La fin perd tout de cette étrangeté. C’est comme si, pris de panique, le film perdait tout à coup la confiance qu’il accordait jusqu’ici aux éléments de son histoire, qu’il perdait confiance en leur capacité à susciter par eux-mêmes l’étrangeté, et qu’il se sentait, par conséquent, obligé de surenchérir considérablement dans sa mise en scène, de bien signifier au spectateur que ce qu’il voit est étrange, et de laisser entendre, lourdement, qu’il y a une signification cachée, une raison cachée aux événements qu’il voit se dérouler. Même s’il ne dit pas en quoi consiste cette raison, même si, sans doute, on peut admettre qu’il ne la sait pas lui-même, il ne fait aucun doute, cependant, qu’elle existe, et que l’on peut lire les événements de la fin selon une autre grille de lecture que celle strictement narrative. La double signification de ces événements s’impose alors au spectateur.

Plutôt qu’un enrichissement, c’est au contraire un appauvrissement dramatique. Car en effet, cette “deuxième” signification qui détermine les événements font perdre aux éléments du film leur autonomie; ils deviennent déterminés par autre chose que leur nature propre, par quelque chose d’extra-diégétique. La signification n’est plus immanente aux éléments du film, elle ne se dégage plus du simple entrechoc et de la simple mise en relation de ces divers éléments, mais elle est transcendante (relativement), c’est-à-dire que pour expliquer les événements du film nous avons besoin de quelque chose qui ne relève pas, ou en tout cas pas entièrement, de ces mêmes éléments. Il faut disposer d’une “clé de lecture”, qui donnera sens aux éléments du film.

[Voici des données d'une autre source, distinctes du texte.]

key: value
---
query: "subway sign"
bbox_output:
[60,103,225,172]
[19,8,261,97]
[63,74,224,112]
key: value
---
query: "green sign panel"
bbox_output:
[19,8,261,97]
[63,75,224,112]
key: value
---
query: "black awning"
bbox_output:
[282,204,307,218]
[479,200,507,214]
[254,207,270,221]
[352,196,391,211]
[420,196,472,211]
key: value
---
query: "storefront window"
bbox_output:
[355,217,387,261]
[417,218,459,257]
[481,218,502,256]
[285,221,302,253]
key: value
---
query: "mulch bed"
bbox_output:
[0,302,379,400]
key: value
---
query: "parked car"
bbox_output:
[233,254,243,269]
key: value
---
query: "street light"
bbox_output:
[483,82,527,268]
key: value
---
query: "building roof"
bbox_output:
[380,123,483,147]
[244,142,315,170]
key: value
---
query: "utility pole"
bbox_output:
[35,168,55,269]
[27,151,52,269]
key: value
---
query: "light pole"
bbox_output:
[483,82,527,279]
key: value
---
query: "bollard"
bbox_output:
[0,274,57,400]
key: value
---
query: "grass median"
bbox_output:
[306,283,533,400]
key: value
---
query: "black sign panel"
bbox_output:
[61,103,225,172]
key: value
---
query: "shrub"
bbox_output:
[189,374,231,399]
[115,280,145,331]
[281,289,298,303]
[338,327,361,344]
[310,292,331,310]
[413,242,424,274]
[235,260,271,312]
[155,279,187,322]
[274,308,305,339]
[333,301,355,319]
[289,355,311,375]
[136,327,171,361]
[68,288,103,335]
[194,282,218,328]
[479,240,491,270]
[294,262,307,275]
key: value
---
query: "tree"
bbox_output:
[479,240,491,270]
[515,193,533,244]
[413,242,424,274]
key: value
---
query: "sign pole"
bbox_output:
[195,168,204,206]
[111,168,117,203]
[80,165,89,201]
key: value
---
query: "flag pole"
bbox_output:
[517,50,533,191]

L’interprétation n’est donc pas, contrairement à ce que l’on pourrait croire, “libre” ; elle est au contraire considérablement orientée, suggérée, par la mise en scène, qui sature les éléments du film de mystère et de significations cachées, comme si elle nous répétait sans cesse : “regardez bien, ceci est à interpréter”. C’est ce qui fait que ces éléments ne peuvent être pris pour eux-même ; le “double” de Lena qui apparaît à la fin, n’est pas le simple double de Lena que l’entité extra-terrestre aurait formé pour des raisons inhérentes à sa nature propre, mais c’est aussi un “symbole”, une allégorie de quelque chose qui a à voir avec ce que traverse Lena.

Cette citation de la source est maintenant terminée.